Alles in allem hielt Christine Lagarde am Kurs der vergangenen Monate fest. Demnach befindet sich die Geldpolitik in einem Gleichgewicht. Dies bedeute aber nicht, dass der künftige Zinspfad bei 2,00% in Stein gemeißelt sei. Sollten sich die Daten ändern, werde man natürlich darauf reagieren. Allerdings vermied es Lagarde auch an dieser Stelle, eine explizite Neigung zu Leitzinssenkungen nach außen zu tragen. Vielmehr vermittelte sie beim Zinsausblick einen völlig neutralen Eindruck.

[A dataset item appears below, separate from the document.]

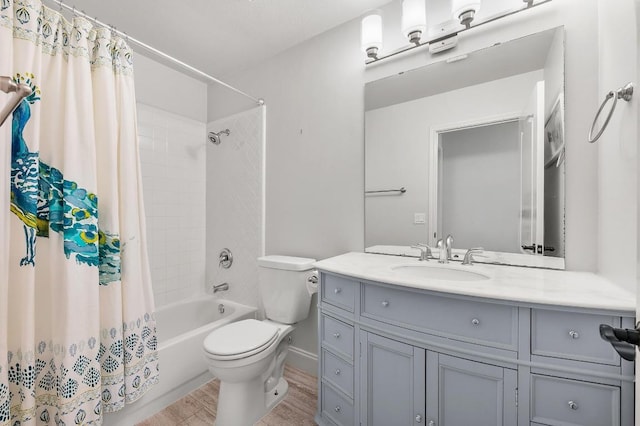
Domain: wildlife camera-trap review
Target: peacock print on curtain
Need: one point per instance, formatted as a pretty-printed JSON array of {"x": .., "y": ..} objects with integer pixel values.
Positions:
[{"x": 77, "y": 331}]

Ein weiteres Thema im Rahmen der Pressekonferenz waren die jüngsten Ausweitungen der Risikoaufschläge von französischen Staatsanleihen. Hier ließ sich Lagarde jedoch in keiner Weise aus der Reserve locken. Ein Eingreifen der EZB stehe bisher mitnichten auf der Agenda. Als Hilfsmittel infrage käme z.B. das Transmission Protection Instrument (TPI), mit dem die EZB auf Marktverwerfungen bei den Spreads reagieren könnte. Darüber sei aber innerhalb des EZB-Rats nicht diskutiert worden. Stattdessen wies Lagarde darauf hin, dass sich die Spreads in den vergangenen Monaten übergeordnet eingeengt hätten.
Leitzins bleibt voraussichtlich bei 2,00%
Wir teilen die Einschätzungen der EZB in vielerlei Hinsicht. Beim Wachstumsausblick sind wir sogar noch optimistischer und gehen davon aus, dass die Fiskalimpulse stärker zum Tragen kommen werden, als es die Notenbanker unterstellen. Entsprechend halten wir ein Wachstum von annähernd 2,0% im kommenden Jahr für realistisch. In der Folge dürfte aber auch der Inflationsdruck 2026 wieder zunehmen. Wir sehen die Inflation (im Mittel) daher eher leicht über als unter 2,0%.
Die Argumente für zusätzliche Leitzinssenkungen werden demzufolge in unseren Augen in den nächsten Monaten abnehmen. In unserem Basisszenario rechnen wir entsprechend für längere Zeit mit einem unveränderten Leitzins von 2,00%. Mehr noch, im nächsten Jahr sollte die Debatte über geldpolitische Straffungen in den Fokus rücken.
Ein Risikoszenario zu diesem Zinsausblick ist, dass der Handelskonflikt mit den USA erneut an Schärfe gewinnt und dadurch die Wirtschaft der Eurozone ausgebremst wird. Dann würde die EZB doch nochmals die Geldpolitik lockern müssen. Außerdem könnte die Fed die Frankfurter Währungshüter mit aggressiven Leitzinssenkungen unter Druck setzen. Beiden Risikoszenarien zusammen ordnen wir aber nur eine Wahrscheinlichkeit von 30% zu.